Ya desistí de poner mi música en un orden comúnmente aceptado. Admiro a la gente que se toma la molestia de meter canciones relacionadas, ya sea por género, por década, por instrumentos, por color de álbum, por lo que sea. A mi la música me sirve para situarme en momentos específicos, personas concretas, sentimientos particulares. Por eso tengo un único criterio para armar mis playlists: el año en el que me gustó la canción.. Ni siquiera corresponde siempre al año en el que salió, porque Patience ya tiene sus añitos y aún así se vino en la lista de este año. Porque sí.

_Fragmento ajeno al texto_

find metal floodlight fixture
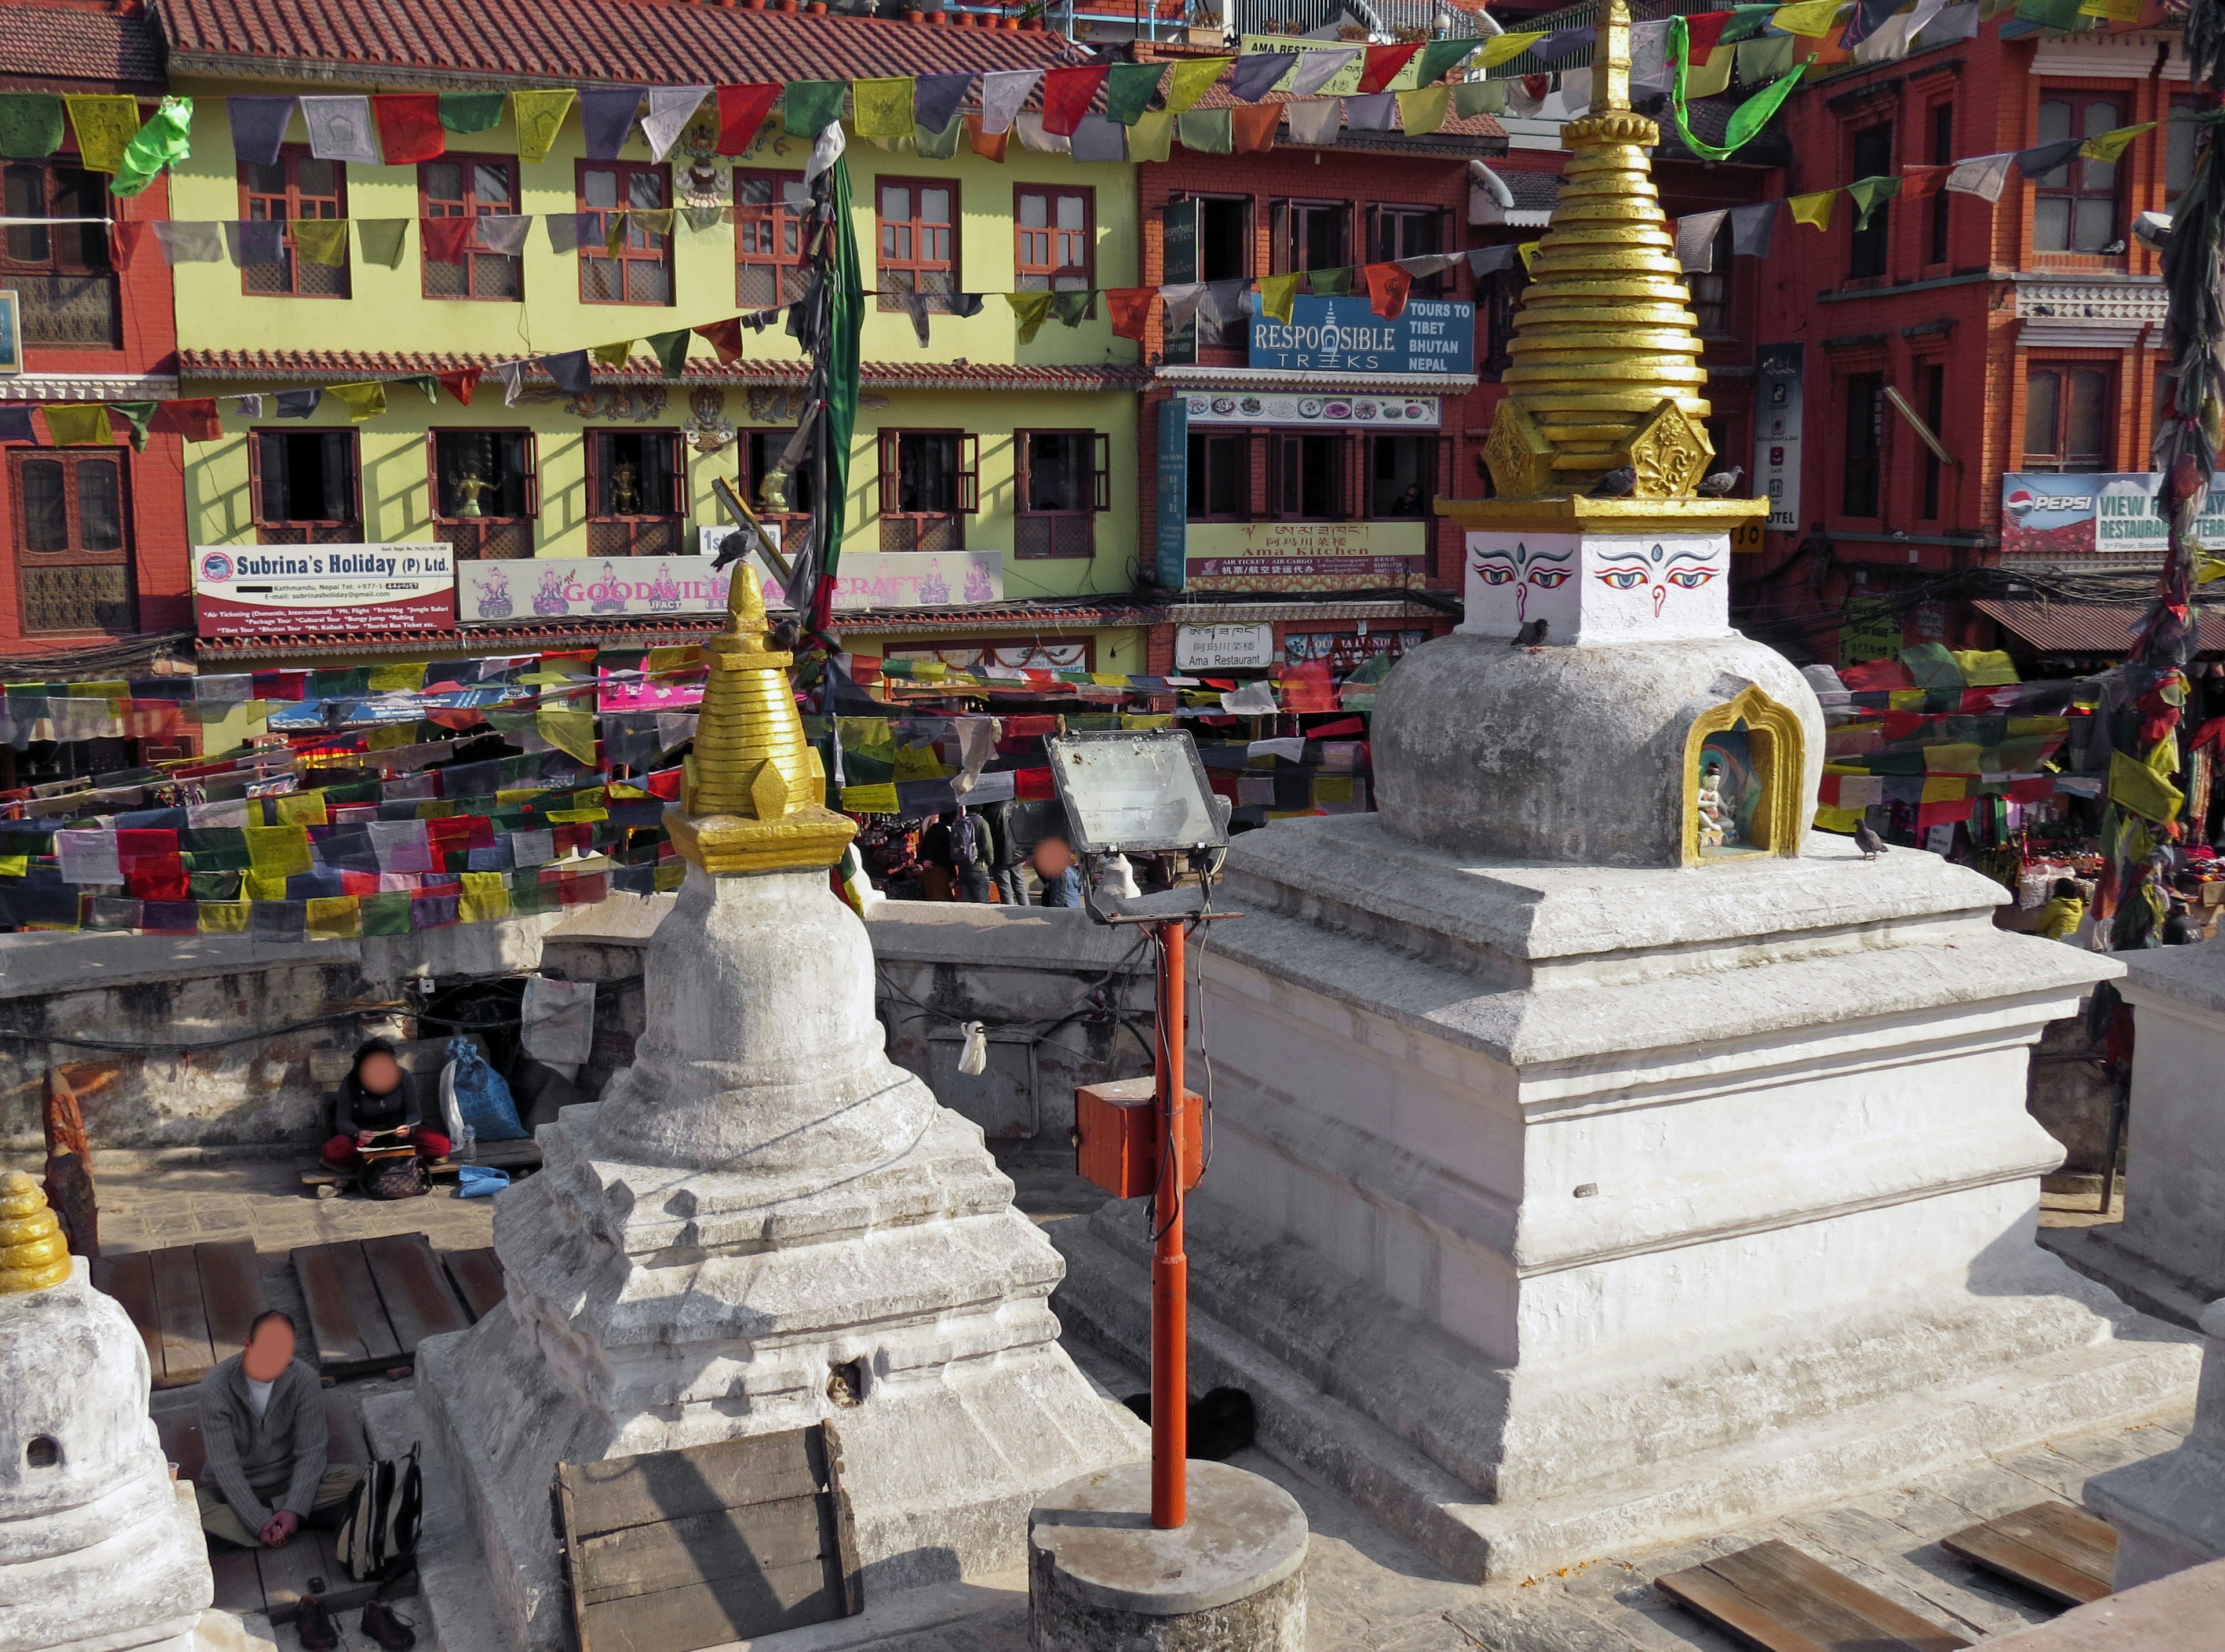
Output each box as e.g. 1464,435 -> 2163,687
1044,730 -> 1228,858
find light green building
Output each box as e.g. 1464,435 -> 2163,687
162,7 -> 1150,674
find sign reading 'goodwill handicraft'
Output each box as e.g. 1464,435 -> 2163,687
458,556 -> 730,625
193,544 -> 454,637
1249,298 -> 1475,377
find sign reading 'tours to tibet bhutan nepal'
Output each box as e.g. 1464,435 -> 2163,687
194,544 -> 454,637
1250,298 -> 1476,377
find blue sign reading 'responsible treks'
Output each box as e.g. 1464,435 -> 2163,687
1249,297 -> 1475,376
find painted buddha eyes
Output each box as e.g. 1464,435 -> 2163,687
1473,563 -> 1516,585
1527,568 -> 1571,588
1595,567 -> 1647,590
1666,567 -> 1717,589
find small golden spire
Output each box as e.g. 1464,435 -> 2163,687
1475,0 -> 1720,504
667,559 -> 856,877
0,1173 -> 72,1296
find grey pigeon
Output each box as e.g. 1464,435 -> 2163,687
1589,465 -> 1636,497
1511,618 -> 1548,647
1853,820 -> 1888,860
1697,465 -> 1744,496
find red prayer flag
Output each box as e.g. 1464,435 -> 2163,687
1015,767 -> 1056,801
373,94 -> 446,163
693,316 -> 746,364
422,216 -> 473,264
965,115 -> 1010,163
1230,103 -> 1279,154
1279,659 -> 1337,712
1041,64 -> 1110,137
1363,261 -> 1412,319
150,399 -> 223,442
1917,798 -> 1972,829
2007,778 -> 2056,803
1836,658 -> 1912,691
644,766 -> 684,800
1682,10 -> 1735,58
716,84 -> 781,155
437,367 -> 483,406
1520,72 -> 1552,103
1103,287 -> 1155,341
1307,716 -> 1367,738
1898,165 -> 1949,200
1357,42 -> 1423,94
110,220 -> 148,268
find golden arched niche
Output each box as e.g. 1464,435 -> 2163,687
1681,684 -> 1806,866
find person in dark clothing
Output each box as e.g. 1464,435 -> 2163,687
983,798 -> 1028,905
917,814 -> 957,902
1033,833 -> 1083,907
954,807 -> 994,903
198,1310 -> 361,1548
320,1038 -> 451,1169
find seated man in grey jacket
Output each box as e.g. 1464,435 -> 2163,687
197,1310 -> 361,1548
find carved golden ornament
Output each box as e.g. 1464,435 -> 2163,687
0,1173 -> 71,1295
678,562 -> 856,876
1624,399 -> 1715,499
1480,400 -> 1555,499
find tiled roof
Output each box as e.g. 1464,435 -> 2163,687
151,0 -> 1083,90
0,2 -> 169,93
177,348 -> 1150,392
1971,601 -> 2156,657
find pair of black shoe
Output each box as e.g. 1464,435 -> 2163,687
294,1595 -> 414,1652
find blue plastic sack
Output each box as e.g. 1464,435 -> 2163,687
455,1165 -> 511,1198
440,1036 -> 527,1142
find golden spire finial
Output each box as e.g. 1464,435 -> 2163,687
1471,1 -> 1724,505
0,1173 -> 72,1296
666,555 -> 856,877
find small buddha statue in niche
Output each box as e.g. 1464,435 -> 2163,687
448,467 -> 492,518
1696,756 -> 1737,852
611,458 -> 643,515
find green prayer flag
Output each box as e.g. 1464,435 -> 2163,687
1718,3 -> 1783,44
1127,110 -> 1175,162
852,76 -> 914,138
914,114 -> 964,159
110,96 -> 192,198
356,219 -> 409,268
1668,17 -> 1805,163
0,93 -> 66,159
1177,108 -> 1233,154
645,329 -> 691,377
362,891 -> 413,937
1006,290 -> 1055,342
1258,271 -> 1300,324
1847,173 -> 1902,230
2081,121 -> 2153,164
1735,33 -> 1800,85
1051,290 -> 1093,327
785,80 -> 847,140
440,91 -> 508,133
604,210 -> 629,260
1104,61 -> 1165,125
110,401 -> 157,453
1453,79 -> 1507,117
1416,39 -> 1480,85
836,717 -> 896,783
399,374 -> 440,403
2015,0 -> 2087,26
291,217 -> 349,267
1305,265 -> 1354,297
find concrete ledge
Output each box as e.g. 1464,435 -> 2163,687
2044,1224 -> 2221,1333
866,902 -> 1148,971
1978,1553 -> 2225,1649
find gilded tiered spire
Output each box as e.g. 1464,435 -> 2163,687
666,566 -> 856,876
1479,0 -> 1717,502
0,1173 -> 72,1295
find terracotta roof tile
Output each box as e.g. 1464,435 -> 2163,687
176,347 -> 1148,392
0,2 -> 169,93
151,0 -> 1084,89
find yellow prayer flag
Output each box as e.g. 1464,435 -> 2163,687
40,404 -> 114,447
1813,805 -> 1865,834
1788,189 -> 1837,231
852,76 -> 916,138
511,90 -> 575,164
1950,649 -> 2019,686
545,807 -> 608,823
2078,0 -> 2144,17
1517,240 -> 1541,269
306,896 -> 362,941
2080,122 -> 2153,164
840,783 -> 901,814
1686,43 -> 1737,99
2110,749 -> 2184,823
1887,689 -> 1927,710
368,662 -> 428,690
1397,85 -> 1451,136
242,870 -> 290,902
292,219 -> 349,267
242,824 -> 311,877
0,855 -> 25,878
590,340 -> 634,367
1165,57 -> 1232,114
1920,775 -> 1968,804
63,96 -> 143,173
1258,271 -> 1300,324
326,382 -> 386,422
1771,0 -> 1844,34
273,789 -> 328,826
1121,713 -> 1176,730
537,704 -> 599,764
1479,30 -> 1548,67
1923,743 -> 1983,775
459,871 -> 512,924
197,900 -> 250,935
1127,111 -> 1176,163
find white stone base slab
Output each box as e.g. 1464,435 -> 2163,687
2083,1299 -> 2225,1591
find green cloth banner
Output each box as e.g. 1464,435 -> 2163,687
1847,173 -> 1902,230
784,80 -> 847,140
111,96 -> 192,199
1668,17 -> 1805,163
817,156 -> 864,627
439,92 -> 508,133
0,93 -> 66,159
1103,61 -> 1165,126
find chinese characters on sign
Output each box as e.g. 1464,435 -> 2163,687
1185,520 -> 1427,592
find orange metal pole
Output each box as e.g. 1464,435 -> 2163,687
1151,917 -> 1188,1528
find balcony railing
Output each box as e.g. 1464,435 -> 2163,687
12,273 -> 121,349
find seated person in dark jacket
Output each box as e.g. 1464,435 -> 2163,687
198,1310 -> 362,1548
320,1038 -> 451,1169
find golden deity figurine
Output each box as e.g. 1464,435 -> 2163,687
0,1173 -> 72,1295
1463,0 -> 1764,524
668,565 -> 856,876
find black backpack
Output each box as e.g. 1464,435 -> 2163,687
337,1443 -> 424,1581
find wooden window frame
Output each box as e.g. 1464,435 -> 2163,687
576,159 -> 674,308
9,447 -> 136,636
238,145 -> 349,300
2022,362 -> 2115,473
1271,430 -> 1349,522
418,155 -> 523,302
1362,431 -> 1437,522
1269,198 -> 1352,276
1926,102 -> 1954,267
1186,431 -> 1253,522
586,428 -> 686,519
1014,184 -> 1095,296
1367,203 -> 1449,295
876,428 -> 977,552
877,176 -> 961,313
2033,90 -> 2127,257
1840,371 -> 1885,519
1847,121 -> 1894,281
741,428 -> 815,525
248,428 -> 362,542
1,160 -> 119,349
427,428 -> 539,561
1015,429 -> 1109,561
734,168 -> 814,309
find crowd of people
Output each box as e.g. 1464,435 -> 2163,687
858,800 -> 1183,906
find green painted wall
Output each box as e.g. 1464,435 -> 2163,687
167,81 -> 1143,605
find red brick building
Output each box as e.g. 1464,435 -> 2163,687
1732,15 -> 2197,673
1,0 -> 189,668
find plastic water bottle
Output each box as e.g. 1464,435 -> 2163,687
460,1122 -> 477,1165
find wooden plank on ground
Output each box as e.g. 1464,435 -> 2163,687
91,1251 -> 164,1384
1658,1538 -> 1975,1652
1941,1502 -> 2116,1607
558,1428 -> 856,1652
195,1239 -> 266,1369
147,1244 -> 218,1388
253,1524 -> 329,1622
209,1545 -> 263,1616
291,1241 -> 402,1373
361,1231 -> 469,1354
443,1247 -> 506,1322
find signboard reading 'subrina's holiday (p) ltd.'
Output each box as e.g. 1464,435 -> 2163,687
193,544 -> 455,637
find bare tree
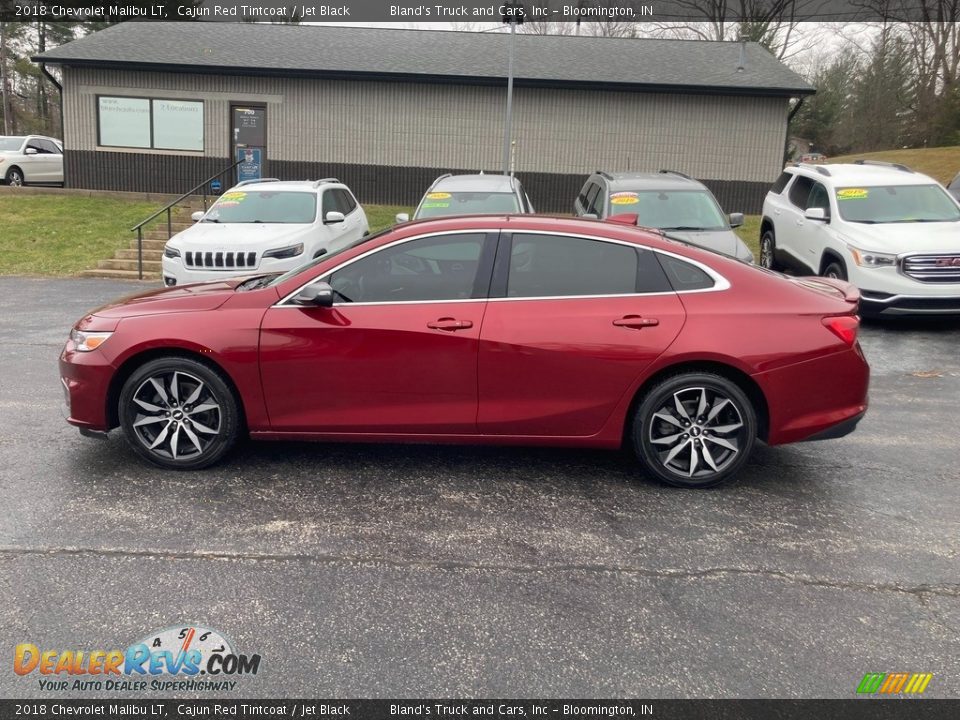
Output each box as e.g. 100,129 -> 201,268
645,0 -> 831,60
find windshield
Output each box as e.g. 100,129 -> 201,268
255,227 -> 397,290
416,191 -> 520,218
835,184 -> 960,223
203,190 -> 317,224
0,137 -> 25,152
611,190 -> 728,231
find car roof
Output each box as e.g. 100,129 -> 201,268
596,171 -> 705,192
789,162 -> 938,186
430,174 -> 518,193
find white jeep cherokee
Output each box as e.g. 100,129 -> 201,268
760,161 -> 960,316
162,178 -> 368,286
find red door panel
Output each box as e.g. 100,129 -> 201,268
477,295 -> 685,436
259,302 -> 485,432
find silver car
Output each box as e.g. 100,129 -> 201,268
574,170 -> 754,262
397,173 -> 535,223
0,135 -> 64,186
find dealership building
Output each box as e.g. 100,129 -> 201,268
34,22 -> 814,213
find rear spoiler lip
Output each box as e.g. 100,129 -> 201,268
794,276 -> 861,305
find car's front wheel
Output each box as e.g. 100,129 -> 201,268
759,229 -> 779,270
633,373 -> 757,488
822,258 -> 847,281
5,167 -> 24,186
118,357 -> 240,469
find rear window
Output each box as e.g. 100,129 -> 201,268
417,191 -> 520,218
205,191 -> 317,224
770,172 -> 792,194
657,254 -> 716,291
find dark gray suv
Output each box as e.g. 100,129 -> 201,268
574,170 -> 754,262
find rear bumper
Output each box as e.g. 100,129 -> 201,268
801,410 -> 866,441
756,344 -> 870,446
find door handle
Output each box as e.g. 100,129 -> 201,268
613,315 -> 659,329
427,318 -> 474,331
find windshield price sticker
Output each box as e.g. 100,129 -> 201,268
837,188 -> 869,200
610,192 -> 640,205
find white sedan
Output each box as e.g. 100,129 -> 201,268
0,135 -> 64,186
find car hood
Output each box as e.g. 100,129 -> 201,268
839,221 -> 960,253
662,229 -> 754,261
168,222 -> 313,248
88,279 -> 241,319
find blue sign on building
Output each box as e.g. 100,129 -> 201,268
236,148 -> 262,183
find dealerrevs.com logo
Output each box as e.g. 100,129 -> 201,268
857,672 -> 933,695
14,625 -> 262,692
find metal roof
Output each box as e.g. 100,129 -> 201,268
34,23 -> 814,97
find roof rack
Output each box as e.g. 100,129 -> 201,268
791,162 -> 832,177
234,178 -> 280,188
596,170 -> 614,180
311,177 -> 340,187
428,173 -> 453,190
658,169 -> 694,180
853,159 -> 913,173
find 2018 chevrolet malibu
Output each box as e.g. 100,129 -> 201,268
61,216 -> 869,488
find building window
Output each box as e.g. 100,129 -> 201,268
97,96 -> 204,152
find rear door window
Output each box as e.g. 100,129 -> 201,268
788,176 -> 815,208
506,234 -> 641,298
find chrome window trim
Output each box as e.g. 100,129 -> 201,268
272,227 -> 731,309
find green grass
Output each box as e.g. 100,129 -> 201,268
827,146 -> 960,185
0,195 -> 157,276
734,215 -> 761,260
0,193 -> 761,276
366,204 -> 412,234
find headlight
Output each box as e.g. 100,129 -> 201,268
70,329 -> 112,352
850,246 -> 896,268
262,243 -> 304,260
163,245 -> 180,259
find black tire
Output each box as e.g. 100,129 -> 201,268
5,167 -> 24,187
822,258 -> 847,280
118,357 -> 240,470
759,229 -> 780,270
632,372 -> 757,488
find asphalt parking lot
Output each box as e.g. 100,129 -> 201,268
1,276 -> 958,699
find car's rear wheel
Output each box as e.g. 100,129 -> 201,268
822,259 -> 847,280
633,373 -> 756,488
759,230 -> 779,270
118,357 -> 240,470
5,167 -> 24,186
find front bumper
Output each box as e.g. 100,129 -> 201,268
60,342 -> 117,432
860,290 -> 960,316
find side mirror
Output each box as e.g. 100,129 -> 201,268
728,212 -> 744,228
324,211 -> 345,224
804,207 -> 829,222
292,281 -> 334,308
395,213 -> 410,224
191,211 -> 205,222
24,147 -> 38,155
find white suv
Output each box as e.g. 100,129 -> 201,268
162,179 -> 368,286
760,161 -> 960,316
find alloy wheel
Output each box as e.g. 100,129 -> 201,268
647,386 -> 746,480
129,370 -> 223,461
759,235 -> 774,269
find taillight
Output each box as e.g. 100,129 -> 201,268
822,315 -> 859,346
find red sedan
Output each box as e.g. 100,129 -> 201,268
60,215 -> 869,488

Hay pedazos de la vida de uno que son tan personales que, invariablemente, son los que más se pueden criticar. Porque dependen únicamente del gusto de uno y, como cada quien es diferente, da paso a que a muchos no les guste. Tiene que ver con la pertenencia y la identidad. Cuesta tener una idea sana de uno mismo sin relacionarla con los demás y allí viene el jueguito entre ser diferente y ser igual. La música que escuchamos, por ejemplo, nos acerca a cierto grupo de personas de forma automática y nos hace pensar que somos una tribu. A las tribus no se las come el tigre tan fácil. Pero de allí a juzgar a los demás es pasar de una compañía beneficiosa a ser parte de un rebaño que lo va a sacar a uno si no es igual.

Como todo. Es complicado. Yo sigo poniendo las canciones que me gustan. Al menos ya las separo por años.

Se me olvidó

Tenía una idea genial para un cuento. Me senté a escribirlo y se me diluyó la inspiración mejor que cadáver en ácido. No quedaron ni los dientes. Con lo que me cuesta encontrar el texto para escribirlo… No es la primera vez que me sucede. Y es que casi siempre escribo cosas en mi cerebro, pero me tardo en ponerlo afuera en palabras para los demás. En ese ir y venir, se escapan algunos. Tal vez regresan mejorados, pero me temo que no. Simplemente se van, ofendidos por no haber sido concretados antes.

Las cosas tienen una temporalidad muy particular. Los favores que pedimos, los cariños que damos, los recuerdos que volvemos a vivir. Me gusta ponerle día y hora a las cosas que pido, porque sé cuándo contar con eso. No siempre funciona. Tiendo entonces a hacerlo mejor yo, pero tengo que aprender a que no sea de mal modo. No soy dueña del tiempo de los demás y sólo yo le pongo la misma importancia a mis cosas. Un tercero no. Es lógico. Son mis cosas, no las suyas.

Pareciera que mis ideas también tienen un sentido abultado de su propia importancia y prefieren irse ofendidas que esperar. Lo bueno es que detrás vienen otras en fila y a más de alguna atrapo en el momento indicado.

Salvo hoy, que sé que la idea era buena y ya no la encuentro. ¿Ustedes se acuerdan qué iba a escribir?

Las tardes de domingo en casa

El viernes ni acuerdo qué hicimos y el sábado fuimos a una boda de gente poco conocida, pero apreciada. Vestido nuevo, zapatos altos/bellos/incómodos, peinado de salón y maquillaje. Terminamos en el cine. Fin de semana normal. Pero hoy. Hoy hubo desayuno fuera y almuerzo en casa. De esos que se alargan hasta las cuatro de la tarde y dos botellas de vino. Con la compañía de una amiga querida, muy querida, de las que te conocen y te quieren porque te entienden. Entraña, espárragos, tostones. Churrasquera con carbón, como Dios (diosa, Zeus, Isis, Afrodita, Venus…) manda. Y pastel de chocolate. De esos que te hacen desear ser gordo sin remordimientos, tres capas de decadencia unidas por una crema chocolatosa y naranjosa, cubierto de esa maravilla de capa de chocolate como crema batida espesa. No pude comer más que un pedazo pequeño. Hubo sol y comimos en la pérgola que insistí sacarme derribando las paredes de un cuarto que fue de mis papás y luego de mis hijos y ahora de mis hamacas y amigos. Cociné yo. Porque me gusta y porque demuestro así mi cariño, nos es cuestión de besar a todos mis amigos. Las tardes de domingo me dan tregua de lluvia y viento, sale el sol y hay comida rica y buena compañía. Es lo más cerca de agendar la felicidad que he encontrado.